Selama abad ke-16, Portugis mendominasi perdagangan rempah, namun setelah Ekspedisi Pertama Belanda ke Indonesia di bawah Cornelis de Houtman, para penyokong ekspedisi tersebut memutuskan bahwa waktunya telah matang untuk terjun lebih jauh dalam pasar rempah Indonesia. Perusahaan di belakang ekspedisi pertama, Compagnie van Verre, dan Perusahaan Baru untuk Pelayaran ke Hindia Timur yang baru didirikan ikut bergabung dan di antara mereka berhasil mengumpulkan hampir 800.000 gulden, jumlah uang terbesar yang pernah dihimpun di Belanda untuk sebuah perusahaan swasta.[1] Seorang pembuat peta terkemuka Amsterdam, Petrus Plancius, juga tertarik dalam perusahaan tersebut, dan mempelajari dengan teliti laporan ekspedisi pertama untuk menulis satu set petunjuk pelayaran untuk ekspedisi tersebut.
Komposisi armada
Laksamana Jacob van Neck terpilih sebagai pemimpin, dengan Wakil Laksamana Wybrand van Warwyck dan penjelajah Arktika Jacob van Heemskerck sebagai letnannya.[2] Yang juga naik kapal tersebut adalah Willem Janszoon.[3] Pada 1 Mei 1598, armada tersebut berlayar dari Texel.[2]

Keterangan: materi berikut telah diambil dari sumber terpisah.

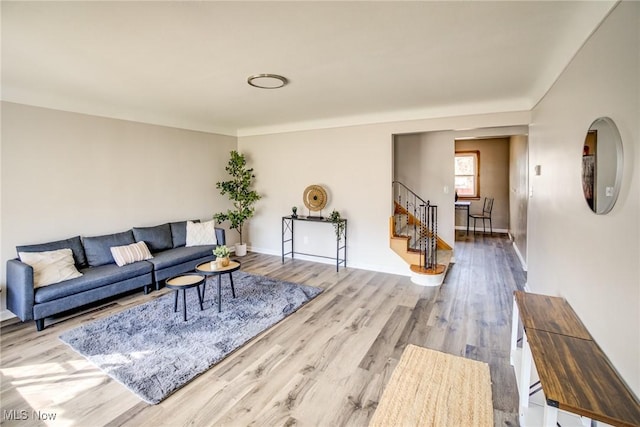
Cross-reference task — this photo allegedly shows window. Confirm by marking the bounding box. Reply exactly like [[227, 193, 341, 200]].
[[455, 151, 480, 198]]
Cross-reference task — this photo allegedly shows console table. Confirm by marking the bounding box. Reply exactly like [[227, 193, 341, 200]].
[[282, 215, 347, 271], [511, 291, 640, 427]]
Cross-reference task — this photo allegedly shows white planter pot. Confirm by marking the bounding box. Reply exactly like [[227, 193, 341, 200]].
[[236, 243, 247, 256]]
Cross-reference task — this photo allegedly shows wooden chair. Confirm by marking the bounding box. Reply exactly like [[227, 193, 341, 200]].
[[469, 197, 493, 236]]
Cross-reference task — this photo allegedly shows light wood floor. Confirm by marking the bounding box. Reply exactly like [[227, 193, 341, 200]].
[[0, 233, 525, 426]]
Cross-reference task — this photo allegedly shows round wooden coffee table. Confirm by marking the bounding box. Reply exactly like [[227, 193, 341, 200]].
[[165, 273, 206, 322], [196, 261, 240, 313]]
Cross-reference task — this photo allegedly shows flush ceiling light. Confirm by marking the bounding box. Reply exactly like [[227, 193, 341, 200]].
[[247, 74, 289, 89]]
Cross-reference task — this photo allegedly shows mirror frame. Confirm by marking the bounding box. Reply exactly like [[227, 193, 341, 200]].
[[581, 117, 624, 215]]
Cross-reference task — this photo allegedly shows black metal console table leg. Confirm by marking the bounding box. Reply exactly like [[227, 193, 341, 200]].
[[229, 273, 236, 298], [182, 289, 187, 322]]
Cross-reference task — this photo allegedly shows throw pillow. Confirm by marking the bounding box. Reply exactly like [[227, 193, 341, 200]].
[[111, 242, 153, 267], [133, 224, 173, 253], [83, 230, 136, 267], [186, 220, 218, 246], [18, 248, 82, 288]]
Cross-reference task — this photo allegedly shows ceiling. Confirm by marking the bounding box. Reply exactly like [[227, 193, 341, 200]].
[[1, 1, 615, 136]]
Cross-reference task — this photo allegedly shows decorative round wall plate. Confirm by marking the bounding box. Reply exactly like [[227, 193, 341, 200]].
[[302, 185, 327, 211]]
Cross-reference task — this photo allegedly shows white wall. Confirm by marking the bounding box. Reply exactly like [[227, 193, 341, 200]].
[[0, 103, 237, 315], [238, 112, 530, 275], [528, 2, 640, 394], [509, 135, 529, 270]]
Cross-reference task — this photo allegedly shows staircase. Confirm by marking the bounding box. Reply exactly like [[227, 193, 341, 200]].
[[389, 181, 453, 286]]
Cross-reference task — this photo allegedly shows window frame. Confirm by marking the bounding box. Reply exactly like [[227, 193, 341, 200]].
[[453, 150, 480, 200]]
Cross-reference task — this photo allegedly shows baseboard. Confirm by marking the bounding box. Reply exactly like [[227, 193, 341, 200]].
[[0, 310, 16, 322], [454, 225, 509, 234]]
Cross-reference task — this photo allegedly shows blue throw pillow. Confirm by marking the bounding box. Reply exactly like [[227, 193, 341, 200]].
[[82, 230, 136, 267], [133, 224, 173, 253], [16, 236, 87, 269]]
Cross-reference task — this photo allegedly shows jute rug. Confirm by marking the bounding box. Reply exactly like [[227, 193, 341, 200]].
[[369, 344, 493, 427], [60, 271, 322, 404]]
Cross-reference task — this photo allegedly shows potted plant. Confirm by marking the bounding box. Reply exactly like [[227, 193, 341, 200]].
[[329, 209, 345, 239], [213, 245, 231, 267], [213, 150, 261, 256]]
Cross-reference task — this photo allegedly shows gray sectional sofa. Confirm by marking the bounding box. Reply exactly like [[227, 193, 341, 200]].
[[7, 221, 226, 331]]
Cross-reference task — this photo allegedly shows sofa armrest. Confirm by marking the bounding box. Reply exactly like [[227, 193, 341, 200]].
[[7, 259, 35, 321], [215, 227, 227, 246]]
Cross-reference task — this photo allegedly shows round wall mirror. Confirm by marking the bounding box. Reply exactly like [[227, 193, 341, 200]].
[[582, 117, 623, 214]]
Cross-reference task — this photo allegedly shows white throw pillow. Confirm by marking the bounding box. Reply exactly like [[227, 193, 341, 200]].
[[186, 220, 218, 246], [110, 242, 153, 267], [18, 249, 82, 288]]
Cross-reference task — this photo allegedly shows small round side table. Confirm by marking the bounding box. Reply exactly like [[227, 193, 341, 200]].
[[165, 273, 206, 322], [196, 261, 240, 313]]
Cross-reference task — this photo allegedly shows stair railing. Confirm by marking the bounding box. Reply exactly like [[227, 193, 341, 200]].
[[392, 181, 438, 269]]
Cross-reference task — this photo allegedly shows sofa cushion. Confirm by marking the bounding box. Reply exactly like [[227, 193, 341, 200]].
[[111, 242, 153, 267], [82, 230, 136, 267], [169, 219, 200, 248], [169, 221, 187, 248], [186, 220, 217, 246], [133, 224, 173, 253], [16, 236, 87, 268], [18, 248, 82, 288], [148, 245, 215, 270], [35, 261, 153, 303]]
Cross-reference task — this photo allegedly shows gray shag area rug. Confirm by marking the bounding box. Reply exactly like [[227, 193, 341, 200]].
[[60, 271, 322, 404]]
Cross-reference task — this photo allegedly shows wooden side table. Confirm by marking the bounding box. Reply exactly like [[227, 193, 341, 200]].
[[196, 261, 240, 313], [165, 273, 206, 322]]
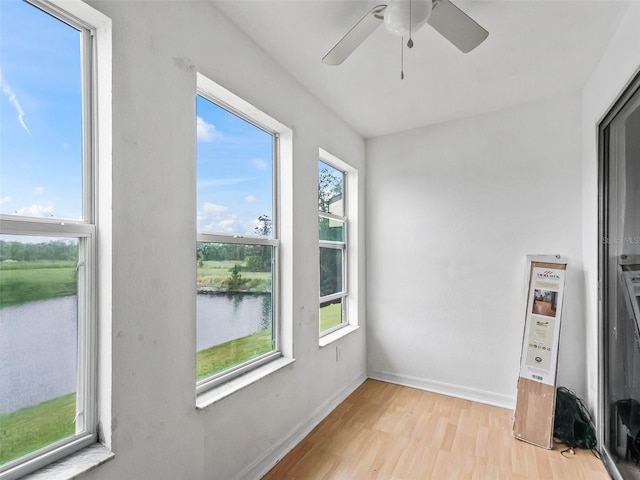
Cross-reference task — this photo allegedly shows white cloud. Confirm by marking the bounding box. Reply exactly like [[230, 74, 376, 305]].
[[0, 66, 31, 135], [219, 218, 238, 232], [251, 158, 269, 170], [196, 178, 247, 188], [15, 204, 54, 217], [202, 202, 229, 215], [196, 117, 222, 142]]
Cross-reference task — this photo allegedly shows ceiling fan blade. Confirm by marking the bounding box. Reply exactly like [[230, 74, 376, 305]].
[[322, 5, 387, 65], [427, 0, 489, 53]]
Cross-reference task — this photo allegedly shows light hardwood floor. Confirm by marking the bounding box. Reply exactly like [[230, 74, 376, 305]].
[[263, 379, 609, 480]]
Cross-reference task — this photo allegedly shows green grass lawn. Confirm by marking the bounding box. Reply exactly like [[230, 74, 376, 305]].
[[0, 261, 78, 308], [320, 303, 342, 332], [0, 393, 76, 465], [196, 328, 273, 380]]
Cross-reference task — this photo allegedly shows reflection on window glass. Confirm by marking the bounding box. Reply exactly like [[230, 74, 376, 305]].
[[0, 235, 79, 464], [318, 217, 344, 242], [320, 247, 342, 297], [318, 161, 344, 215], [320, 298, 343, 332], [196, 242, 274, 380], [0, 0, 83, 219]]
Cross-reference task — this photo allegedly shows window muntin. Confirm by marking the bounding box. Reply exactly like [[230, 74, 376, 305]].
[[0, 0, 100, 478], [318, 160, 348, 336], [196, 87, 280, 392]]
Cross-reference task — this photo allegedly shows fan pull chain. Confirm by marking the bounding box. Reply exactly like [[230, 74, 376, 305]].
[[407, 0, 413, 48], [400, 37, 404, 80]]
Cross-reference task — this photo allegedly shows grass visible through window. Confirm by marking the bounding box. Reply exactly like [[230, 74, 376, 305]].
[[196, 328, 273, 380], [0, 393, 76, 465], [320, 303, 342, 332]]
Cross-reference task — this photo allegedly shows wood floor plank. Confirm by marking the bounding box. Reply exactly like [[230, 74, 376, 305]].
[[263, 380, 609, 480]]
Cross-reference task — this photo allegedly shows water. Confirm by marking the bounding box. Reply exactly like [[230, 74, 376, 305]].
[[0, 295, 77, 413], [196, 293, 271, 351], [0, 293, 271, 414]]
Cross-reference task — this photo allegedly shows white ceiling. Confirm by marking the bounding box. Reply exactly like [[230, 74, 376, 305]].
[[213, 0, 629, 138]]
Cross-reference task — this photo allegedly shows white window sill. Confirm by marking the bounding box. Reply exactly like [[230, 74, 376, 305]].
[[319, 325, 360, 347], [196, 357, 295, 410], [23, 443, 115, 480]]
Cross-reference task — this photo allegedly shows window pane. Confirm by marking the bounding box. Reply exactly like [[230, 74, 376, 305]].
[[196, 96, 274, 236], [320, 298, 343, 332], [0, 0, 83, 219], [318, 217, 344, 242], [197, 242, 275, 380], [320, 247, 342, 297], [0, 235, 79, 464], [318, 162, 344, 216]]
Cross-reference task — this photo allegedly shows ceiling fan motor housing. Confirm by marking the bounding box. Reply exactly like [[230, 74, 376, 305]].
[[384, 0, 433, 37]]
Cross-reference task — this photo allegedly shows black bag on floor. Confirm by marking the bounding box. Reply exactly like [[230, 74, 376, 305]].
[[553, 387, 597, 450]]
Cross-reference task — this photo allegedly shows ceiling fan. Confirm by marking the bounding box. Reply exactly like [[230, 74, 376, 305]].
[[322, 0, 489, 65]]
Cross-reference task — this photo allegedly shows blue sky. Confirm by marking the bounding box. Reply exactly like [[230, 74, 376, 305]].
[[0, 0, 273, 234], [0, 0, 82, 218], [196, 96, 273, 234]]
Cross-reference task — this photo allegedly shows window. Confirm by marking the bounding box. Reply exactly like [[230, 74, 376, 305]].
[[0, 0, 110, 479], [196, 75, 284, 393], [318, 156, 348, 336]]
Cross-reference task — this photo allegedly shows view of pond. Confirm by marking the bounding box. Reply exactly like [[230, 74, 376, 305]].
[[0, 293, 271, 413], [0, 295, 77, 413], [196, 293, 271, 351]]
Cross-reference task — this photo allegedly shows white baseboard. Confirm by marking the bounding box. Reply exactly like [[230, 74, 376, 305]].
[[236, 375, 367, 480], [369, 370, 516, 410]]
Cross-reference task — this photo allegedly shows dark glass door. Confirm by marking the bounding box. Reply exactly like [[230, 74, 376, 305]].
[[600, 73, 640, 480]]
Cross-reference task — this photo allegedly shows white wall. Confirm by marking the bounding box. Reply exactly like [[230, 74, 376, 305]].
[[78, 0, 366, 480], [581, 2, 640, 411], [366, 93, 585, 407]]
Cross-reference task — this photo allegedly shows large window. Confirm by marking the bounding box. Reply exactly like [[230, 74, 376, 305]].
[[318, 160, 348, 336], [195, 76, 280, 392], [0, 0, 110, 479]]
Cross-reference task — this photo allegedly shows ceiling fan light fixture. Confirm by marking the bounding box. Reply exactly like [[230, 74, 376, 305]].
[[384, 0, 433, 37]]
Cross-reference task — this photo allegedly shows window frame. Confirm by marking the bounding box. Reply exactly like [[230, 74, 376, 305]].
[[0, 0, 112, 480], [318, 154, 354, 341], [194, 72, 284, 397]]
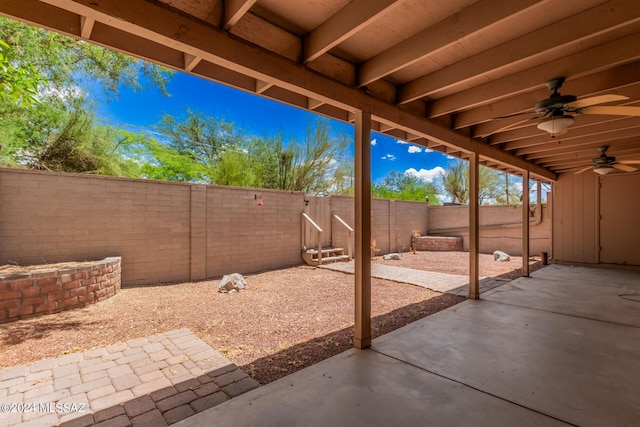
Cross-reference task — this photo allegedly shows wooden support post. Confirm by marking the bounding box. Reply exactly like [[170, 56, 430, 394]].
[[469, 153, 480, 299], [353, 111, 371, 349], [522, 170, 528, 277]]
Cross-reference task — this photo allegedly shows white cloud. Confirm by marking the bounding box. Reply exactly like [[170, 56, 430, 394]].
[[404, 166, 445, 182]]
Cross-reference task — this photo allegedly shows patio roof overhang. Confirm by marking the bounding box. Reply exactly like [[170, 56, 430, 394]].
[[0, 0, 640, 346]]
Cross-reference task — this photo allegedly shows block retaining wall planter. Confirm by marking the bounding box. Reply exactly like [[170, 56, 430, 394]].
[[0, 257, 121, 323], [415, 236, 464, 251]]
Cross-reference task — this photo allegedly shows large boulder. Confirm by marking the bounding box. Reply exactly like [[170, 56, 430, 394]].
[[218, 273, 247, 293]]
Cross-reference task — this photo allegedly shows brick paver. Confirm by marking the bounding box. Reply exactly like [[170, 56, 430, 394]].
[[0, 329, 259, 427]]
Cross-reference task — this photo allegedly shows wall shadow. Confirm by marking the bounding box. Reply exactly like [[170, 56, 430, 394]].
[[240, 294, 466, 385]]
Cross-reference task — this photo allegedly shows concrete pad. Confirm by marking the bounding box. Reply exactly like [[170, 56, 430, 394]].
[[175, 349, 566, 427], [372, 300, 640, 426], [320, 261, 469, 292], [481, 265, 640, 327]]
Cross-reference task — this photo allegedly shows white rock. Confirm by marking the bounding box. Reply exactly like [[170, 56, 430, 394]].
[[493, 251, 511, 262], [218, 273, 247, 293]]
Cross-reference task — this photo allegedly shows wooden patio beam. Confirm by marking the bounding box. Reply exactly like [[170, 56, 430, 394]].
[[469, 153, 480, 299], [353, 111, 371, 349]]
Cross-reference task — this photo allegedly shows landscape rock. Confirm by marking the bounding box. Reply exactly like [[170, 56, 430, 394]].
[[218, 273, 247, 293], [493, 251, 511, 262]]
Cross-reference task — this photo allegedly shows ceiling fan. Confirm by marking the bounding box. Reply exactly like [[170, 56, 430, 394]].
[[576, 145, 640, 175], [493, 77, 640, 137]]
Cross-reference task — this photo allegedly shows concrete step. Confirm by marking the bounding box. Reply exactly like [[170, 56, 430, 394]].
[[302, 248, 349, 266], [305, 248, 344, 257]]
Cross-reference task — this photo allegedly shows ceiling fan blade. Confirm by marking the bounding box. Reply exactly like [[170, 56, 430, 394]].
[[611, 163, 638, 172], [575, 166, 593, 175], [486, 113, 538, 136], [581, 105, 640, 117], [566, 94, 629, 108]]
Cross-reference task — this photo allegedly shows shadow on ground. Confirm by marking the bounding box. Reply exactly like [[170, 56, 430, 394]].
[[240, 294, 465, 385], [2, 316, 96, 346]]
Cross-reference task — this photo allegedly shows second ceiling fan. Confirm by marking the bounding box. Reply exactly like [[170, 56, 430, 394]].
[[493, 77, 640, 137]]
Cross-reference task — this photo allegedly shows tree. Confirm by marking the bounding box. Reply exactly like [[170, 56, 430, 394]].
[[0, 39, 45, 106], [0, 18, 173, 100], [371, 171, 440, 205], [241, 119, 353, 194], [25, 109, 139, 177], [0, 18, 172, 174], [440, 160, 505, 204], [157, 109, 243, 169], [211, 150, 258, 187], [279, 119, 351, 194], [440, 161, 469, 204]]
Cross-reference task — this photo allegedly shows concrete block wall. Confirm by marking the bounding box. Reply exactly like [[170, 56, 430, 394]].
[[331, 196, 429, 255], [0, 169, 190, 284], [428, 204, 551, 255], [206, 186, 304, 277], [0, 168, 304, 286]]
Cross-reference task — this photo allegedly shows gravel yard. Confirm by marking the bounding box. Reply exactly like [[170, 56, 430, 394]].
[[0, 252, 544, 384]]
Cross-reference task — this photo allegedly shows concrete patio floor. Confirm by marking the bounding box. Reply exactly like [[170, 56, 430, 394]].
[[176, 265, 640, 426]]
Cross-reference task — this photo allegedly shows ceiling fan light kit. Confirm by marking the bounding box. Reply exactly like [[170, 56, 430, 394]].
[[593, 166, 614, 175], [576, 145, 640, 175], [538, 114, 573, 136]]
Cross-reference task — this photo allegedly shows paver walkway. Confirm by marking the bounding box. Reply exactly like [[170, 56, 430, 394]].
[[0, 329, 259, 427], [320, 261, 510, 297]]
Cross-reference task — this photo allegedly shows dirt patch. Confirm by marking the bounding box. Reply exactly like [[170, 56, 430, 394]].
[[0, 252, 540, 384], [374, 251, 543, 280]]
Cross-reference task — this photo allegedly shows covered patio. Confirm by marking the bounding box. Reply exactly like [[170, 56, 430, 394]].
[[176, 265, 640, 427], [0, 0, 640, 426]]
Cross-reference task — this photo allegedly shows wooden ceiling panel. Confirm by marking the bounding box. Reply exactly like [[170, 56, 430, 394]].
[[5, 0, 640, 181]]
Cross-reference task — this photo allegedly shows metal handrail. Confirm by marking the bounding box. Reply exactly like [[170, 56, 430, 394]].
[[333, 214, 353, 261], [302, 212, 322, 265]]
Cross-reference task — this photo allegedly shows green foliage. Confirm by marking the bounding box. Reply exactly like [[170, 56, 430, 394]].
[[158, 110, 242, 168], [440, 161, 520, 204], [0, 18, 173, 100], [371, 171, 440, 205], [238, 119, 353, 194], [17, 109, 139, 177], [0, 18, 173, 176], [137, 135, 209, 183], [440, 161, 469, 204], [0, 39, 44, 106], [211, 150, 258, 187], [277, 119, 352, 194]]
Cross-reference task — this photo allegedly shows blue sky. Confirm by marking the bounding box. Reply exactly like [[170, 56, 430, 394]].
[[89, 72, 450, 182]]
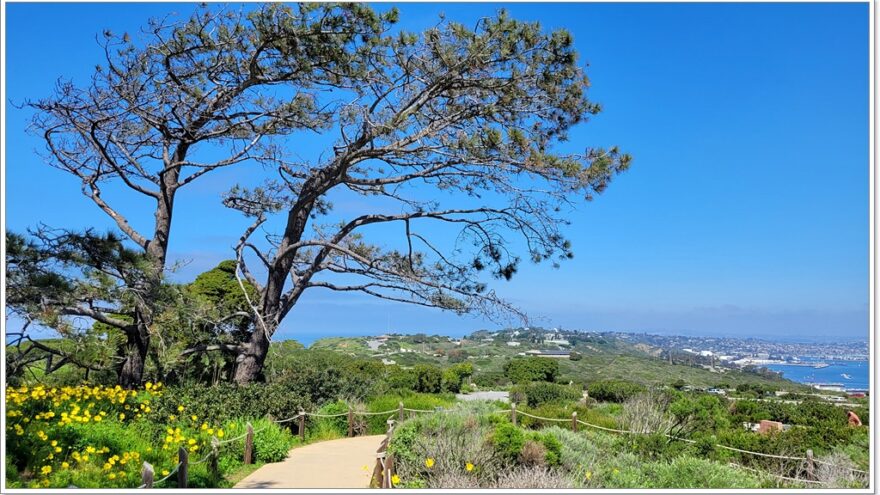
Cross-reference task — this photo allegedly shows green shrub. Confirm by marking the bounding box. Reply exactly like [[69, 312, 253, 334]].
[[587, 380, 645, 402], [474, 371, 510, 388], [153, 382, 312, 423], [254, 420, 294, 462], [306, 400, 348, 440], [492, 423, 525, 460], [218, 418, 299, 467], [504, 357, 559, 383], [366, 391, 455, 435], [510, 382, 583, 407], [413, 364, 443, 394], [526, 431, 562, 467]]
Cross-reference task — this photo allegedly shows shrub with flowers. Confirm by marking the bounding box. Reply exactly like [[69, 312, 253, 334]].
[[6, 382, 290, 488]]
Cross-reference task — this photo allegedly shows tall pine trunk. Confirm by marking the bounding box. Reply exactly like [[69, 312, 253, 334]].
[[117, 324, 150, 389], [233, 326, 269, 385]]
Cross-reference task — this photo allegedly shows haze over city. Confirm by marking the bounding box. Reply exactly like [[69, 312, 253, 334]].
[[6, 0, 869, 339]]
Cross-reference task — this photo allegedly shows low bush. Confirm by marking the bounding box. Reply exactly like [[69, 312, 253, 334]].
[[365, 391, 455, 435], [153, 382, 312, 423], [587, 380, 646, 402], [492, 423, 525, 461], [504, 357, 559, 383], [474, 371, 510, 388], [510, 382, 583, 407], [527, 431, 562, 467]]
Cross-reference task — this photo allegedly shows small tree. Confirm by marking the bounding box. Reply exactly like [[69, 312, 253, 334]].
[[225, 11, 630, 383], [504, 357, 559, 383]]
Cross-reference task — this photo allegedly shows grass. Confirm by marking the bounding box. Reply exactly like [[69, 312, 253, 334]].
[[311, 337, 807, 391]]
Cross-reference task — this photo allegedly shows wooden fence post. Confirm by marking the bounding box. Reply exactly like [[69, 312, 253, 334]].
[[141, 461, 153, 488], [244, 423, 254, 464], [177, 447, 189, 488], [208, 436, 220, 477], [385, 454, 394, 488], [807, 449, 816, 480]]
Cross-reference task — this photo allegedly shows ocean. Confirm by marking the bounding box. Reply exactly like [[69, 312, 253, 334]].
[[767, 360, 871, 390]]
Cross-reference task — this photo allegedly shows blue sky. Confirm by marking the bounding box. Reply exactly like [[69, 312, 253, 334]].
[[5, 3, 869, 340]]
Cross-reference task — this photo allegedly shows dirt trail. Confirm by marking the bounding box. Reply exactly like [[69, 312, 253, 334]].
[[235, 435, 385, 488]]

Armada ini terdiri dari delapan kapal: Mauritius dan Hollandia, yang telah berlayar bersama armada pertama, serta Amsterdam, Zeelandia, Geldria, Utrecht, Vriesland, dan sebuah kapal yang lebih kecil, Overeyssel. Lima yang terakhir ini semuanya dinamai sesuai nama provinsi Belanda.[3]
Pelayaran awal
Armada ini mencatat waktu yang sangat baik pada awalnya, mengelilingi Tanjung Harapan hanya dalam waktu tiga bulan.[2] Namun, segera setelah mencapai Tanjung, armada tersebut dihantam badai besar, dan pecah menjadi dua bagian.[2] Van Neck dengan tiga kapal segera pulih dan mendarat di pantai Timur Madagaskar untuk mengisi persediaan,[2] sementara kapal lainnya di bawah Warwyck tidak bisa mendarat di Madagaskar karena badai.[4]
Menuju Banten
Setelah berlayar selama tujuh bulan, Van Neck dan ketiga kapalnya sampai di kota perdagangan Banten pada 25 November.[4] Orang-orang Banten menerima Belanda dengan penuh semangat, karena baru-baru ini mereka bertempur dengan Portugis dan menghancurkan tiga kapal mereka, sehingga mereka berharap bisa memperoleh perlindungan dari armada Portugis yang penuh dendam melalui penggemblengan aliansi dengan Van Neck.[5] Dalam waktu satu bulan dia telah mengisi ketiga kapalnya penuh dengan rempah-rempah.[4]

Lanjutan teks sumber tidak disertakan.